If you have ever looked at your property tax bill and seen a number like "45 mills," you might have wondered what that actually means. Mill rates are the language of property taxation in many parts of the United States — and understanding them is essential to knowing what you pay and why.
A mill is one-tenth of one cent, or $1 of tax for every $1,000 of assessed property value. A millage rate of 45 mills means you pay $45 in tax for every $1,000 of assessed value. On a home with an assessed value of $200,000, that works out to $9,000 per year in property taxes.
How Mill Rates Work
Mill rates are set by each taxing authority that has jurisdiction over your property. In most areas, this includes the county government, city or municipality, school district, and any special districts (fire, water, library, etc.).

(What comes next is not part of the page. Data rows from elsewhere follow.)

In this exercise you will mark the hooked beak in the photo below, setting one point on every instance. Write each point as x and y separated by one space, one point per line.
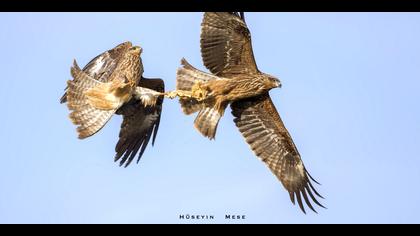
278 83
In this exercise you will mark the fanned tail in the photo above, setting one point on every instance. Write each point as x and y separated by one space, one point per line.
88 118
187 77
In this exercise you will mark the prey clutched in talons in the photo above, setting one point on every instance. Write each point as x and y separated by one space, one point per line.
197 92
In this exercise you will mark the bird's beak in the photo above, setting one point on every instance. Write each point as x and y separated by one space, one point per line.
137 49
278 83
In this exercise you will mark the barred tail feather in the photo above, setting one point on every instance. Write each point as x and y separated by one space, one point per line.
88 119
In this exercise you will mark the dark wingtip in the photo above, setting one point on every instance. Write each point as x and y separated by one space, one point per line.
299 199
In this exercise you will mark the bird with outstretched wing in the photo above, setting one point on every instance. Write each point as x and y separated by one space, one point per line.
113 83
235 80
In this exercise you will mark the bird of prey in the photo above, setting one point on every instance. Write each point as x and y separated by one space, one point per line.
236 81
112 83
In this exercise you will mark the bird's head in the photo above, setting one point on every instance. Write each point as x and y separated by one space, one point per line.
273 82
135 50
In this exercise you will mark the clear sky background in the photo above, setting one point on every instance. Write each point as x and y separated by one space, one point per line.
350 99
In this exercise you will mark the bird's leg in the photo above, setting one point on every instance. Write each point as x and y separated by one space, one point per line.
178 93
199 91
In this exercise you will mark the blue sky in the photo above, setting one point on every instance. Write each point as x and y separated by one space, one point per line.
350 97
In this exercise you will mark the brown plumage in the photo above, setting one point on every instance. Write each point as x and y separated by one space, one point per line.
227 52
112 83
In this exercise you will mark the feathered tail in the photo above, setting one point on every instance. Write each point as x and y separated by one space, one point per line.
208 116
88 119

Each entity sets its own mill rate, and the total mill rate on your property is the sum of all these individual rates.
For example, if your county charges 15 mills, your city charges 12 mills, your school district charges 18 mills, and a special fire district charges 3 mills, your total millage rate is 48 mills.
Mill Rate vs. Effective Tax Rate
Mill rates and effective tax rates measure the same thing — how much tax you pay relative to your property's value — but they express it differently.

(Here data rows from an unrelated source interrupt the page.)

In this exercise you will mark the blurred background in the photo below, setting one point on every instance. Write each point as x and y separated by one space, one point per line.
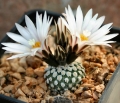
12 10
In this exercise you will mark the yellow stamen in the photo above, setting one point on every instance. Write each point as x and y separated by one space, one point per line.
83 37
37 44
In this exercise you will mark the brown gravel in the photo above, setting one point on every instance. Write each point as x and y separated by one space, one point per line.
23 79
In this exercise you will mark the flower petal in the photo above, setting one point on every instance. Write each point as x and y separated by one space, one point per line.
79 19
18 38
18 56
23 31
87 18
103 28
91 23
98 23
107 37
17 46
12 50
31 28
38 25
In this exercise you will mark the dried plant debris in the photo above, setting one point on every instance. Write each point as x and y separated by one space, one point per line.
24 79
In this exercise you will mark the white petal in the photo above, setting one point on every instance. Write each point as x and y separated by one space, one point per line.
18 56
16 46
79 19
71 20
65 23
101 43
31 28
98 23
99 34
12 50
91 23
103 28
107 37
23 31
87 18
34 51
18 38
38 25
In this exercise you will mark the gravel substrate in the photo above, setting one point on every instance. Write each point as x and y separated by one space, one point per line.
23 78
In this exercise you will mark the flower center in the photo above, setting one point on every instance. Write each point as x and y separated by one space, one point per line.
83 37
34 44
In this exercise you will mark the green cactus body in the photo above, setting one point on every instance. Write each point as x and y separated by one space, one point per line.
62 78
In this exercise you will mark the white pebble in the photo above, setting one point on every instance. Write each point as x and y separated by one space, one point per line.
68 74
63 72
63 84
73 80
66 80
55 82
75 74
54 74
59 77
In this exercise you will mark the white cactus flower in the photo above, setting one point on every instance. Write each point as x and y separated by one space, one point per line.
31 39
88 29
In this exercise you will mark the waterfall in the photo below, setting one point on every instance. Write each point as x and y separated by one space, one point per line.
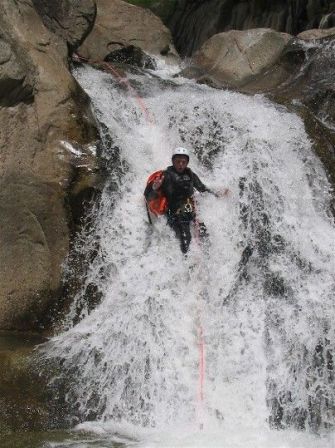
263 289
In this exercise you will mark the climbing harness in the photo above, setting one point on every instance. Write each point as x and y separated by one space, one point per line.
159 204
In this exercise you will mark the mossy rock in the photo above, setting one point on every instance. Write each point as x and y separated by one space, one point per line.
163 8
23 392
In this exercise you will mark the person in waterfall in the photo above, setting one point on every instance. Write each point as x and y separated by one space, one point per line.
176 186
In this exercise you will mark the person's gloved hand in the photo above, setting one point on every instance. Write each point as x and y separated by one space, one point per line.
158 183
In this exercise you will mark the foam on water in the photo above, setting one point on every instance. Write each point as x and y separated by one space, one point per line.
263 289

The mill rate is applied to assessed value, which may or may not equal market value. Some states assess at 100% of market value, while others assess at 50%, 40%, or even 10%. The effective tax rate shows what you actually pay as a percentage of your home's market value, making it easier to compare across jurisdictions.

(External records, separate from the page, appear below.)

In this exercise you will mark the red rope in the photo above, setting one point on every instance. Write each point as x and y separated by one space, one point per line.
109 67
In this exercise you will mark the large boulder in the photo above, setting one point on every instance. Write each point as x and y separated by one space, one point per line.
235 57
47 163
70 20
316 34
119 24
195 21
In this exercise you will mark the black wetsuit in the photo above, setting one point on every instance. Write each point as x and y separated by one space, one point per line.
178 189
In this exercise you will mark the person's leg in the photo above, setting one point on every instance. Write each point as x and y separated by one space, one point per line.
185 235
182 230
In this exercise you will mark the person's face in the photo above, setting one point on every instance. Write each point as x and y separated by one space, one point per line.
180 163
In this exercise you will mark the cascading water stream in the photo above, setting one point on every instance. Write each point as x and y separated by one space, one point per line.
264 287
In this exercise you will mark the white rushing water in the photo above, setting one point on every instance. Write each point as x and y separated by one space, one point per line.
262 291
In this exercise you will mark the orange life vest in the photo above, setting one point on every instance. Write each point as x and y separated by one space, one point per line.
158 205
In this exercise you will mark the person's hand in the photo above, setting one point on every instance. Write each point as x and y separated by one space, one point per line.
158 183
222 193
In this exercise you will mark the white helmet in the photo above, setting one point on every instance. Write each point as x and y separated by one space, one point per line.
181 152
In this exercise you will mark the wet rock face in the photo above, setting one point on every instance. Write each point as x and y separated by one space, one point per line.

For example, a county with a 50-mill rate and 100% assessment ratio has the same effective rate (5.0%) as a county with a 100-mill rate and a 50% assessment ratio.
States That Use Millage Rates
Millage rates are most commonly used in the Southeast and parts of the Midwest. Alabama, Georgia, and Florida are among the states where millage is the standard terminology. In these states, property tax bills typically break down each taxing authority's mill rate separately.
Even in states that do not use the term "mill," the underlying math is the same. A tax rate of 1.5% is equivalent to 15 mills. The terminology varies, but the concept is universal.
Why Mill Rates Change
Millage rates are adjusted annually (or bi-annually) by each taxing authority based on budget needs. When a school district needs to build a new facility, it may raise its mill rate. When property values rise significantly, taxing authorities may lower their mill rates to collect the same total revenue — though this does not always happen.
Understanding mill rates helps you anticipate tax changes. If your county announces a 5-mill increase, you can calculate exactly what that means for your bill: $5 more per $1,000 of assessed value.
Data source: U.S. Census Bureau, American Community Survey (ACS) 5-Year Estimates (2019-2023). All figures are estimates and may differ from actual tax bills due to exemptions, abatements, and local assessment practices.